私が大昔に初めて「エリザベート」を観劇した時はこの冒頭に提示される大事なテーマがよく理解できず、ただただ話の展開に目を奪われるばかりでした。
「黄泉の帝王」って何者?
「愛と死の輪舞(ロンド)」って何が?
???
初めての観劇後の感想はこれだけだった…
今回の宝塚歌劇団月組公演でまた「エリザベート」が再演されたが、貴重なチケットをようやくゲットして初めて観劇される方に私のように頭の中が「???」とならないようにこの物語を客観的に解説したいと思います(笑)
古くからのヅカファンの方にもあらためて気がつきにくい場面の細かい所を知ってもらいたい。
では本当にシシーは暗殺されたのか?
物証は「ナイフ」
エリザベートは結婚後、さっそく自殺を計ろうとする。
名曲「私だけに」につながる場面で自殺未遂に使われたこのナイフはその時トートの手に渡り、後の場面でもシシーはトートにこのナイフを見せられ、そして最後の暗殺に使われた。

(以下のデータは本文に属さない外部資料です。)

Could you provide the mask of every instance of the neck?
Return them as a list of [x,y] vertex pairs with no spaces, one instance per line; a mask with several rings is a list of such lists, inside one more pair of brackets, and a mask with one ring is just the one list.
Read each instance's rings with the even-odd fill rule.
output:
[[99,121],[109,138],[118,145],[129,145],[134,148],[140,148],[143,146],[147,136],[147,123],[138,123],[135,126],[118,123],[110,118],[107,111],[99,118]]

結婚の時に使っていたナイフをその後現実的にはルキーニが暗殺に使うために入手できるはずはなく、これは「黄泉の帝王トート」の魔法のひとつ。
結局シシーは自殺の時に使ったナイフで死んだ。
ちなみにマダムヴォルフのコレクションもトートの差し金。
娼婦に混じって黒天使が踊り、黒天使の一人であるマデレーネは冷たい目で皇帝をあざ笑う。
では「黄泉の帝王」とは何者か?
簡単に言えば「死神」
でも深く掘り下げれば「どんな人間でも持っている悲しい時に死にたい気持ち」ではないだろうか。
「死への誘惑」をエリザベートが感じた時にトートは必ず現れるのだ。
つまり「エリザベート」はシシーが死にたくなるような動機を数々の証人達が再現する物語。
物証と動機はそろった。
もうひとつの側面から「エリザベート」は演じられる。
それは死神トートがシシーの幼い時の綱渡りの転落事故から甦らせてしまった事から始まる物語。
シシーの眼差しに胸を焦がし、その愛を勝ち得るまで追いかけることを決意する。
シシーに愛されるようになりながら、シシーを殺さなくてはいけない。
だから「愛と死の輪舞」
そしてトートは何度もシシーを黄泉の世界に誘うが、死にたがるシシーを完全な愛を求めて拒む場面もある。
この辺が宝塚的で男性の私にはよくわからないのだが…
やがて「夜のボート」の場面でシシーは「ずっと誰かが待っている」ことに気づく。
今までは自分の死だけにこだわってきたシシーだが、ようやくトートの愛に気がついたということか。
そして最後の証人はこの芝居をみている観客あなた自身。
事件を目撃する。
シシーはレマン湖のほとりでルキーニに襲われるが、その一撃目を持っていた傘でかわしている。
もしかしたらシシーは逃げられたのではないか?
軽傷で済んだ可能性もある。
その時シシーはトートの声を聞く。
そして無抵抗になり、ルキーニに深々と刺される。
さんざん死へ誘いながら「まだ愛していない」「死は逃げ場ではない」と拒む答えは「シシー自身が選ぶ自殺」ではなく、相思相愛になって「他人に殺してもらえる自殺」だった。
名作「エリザベート」
まあ、男性的にはこんな解釈にようやくたどり着いたのですが皆さんはいかがでしょうか。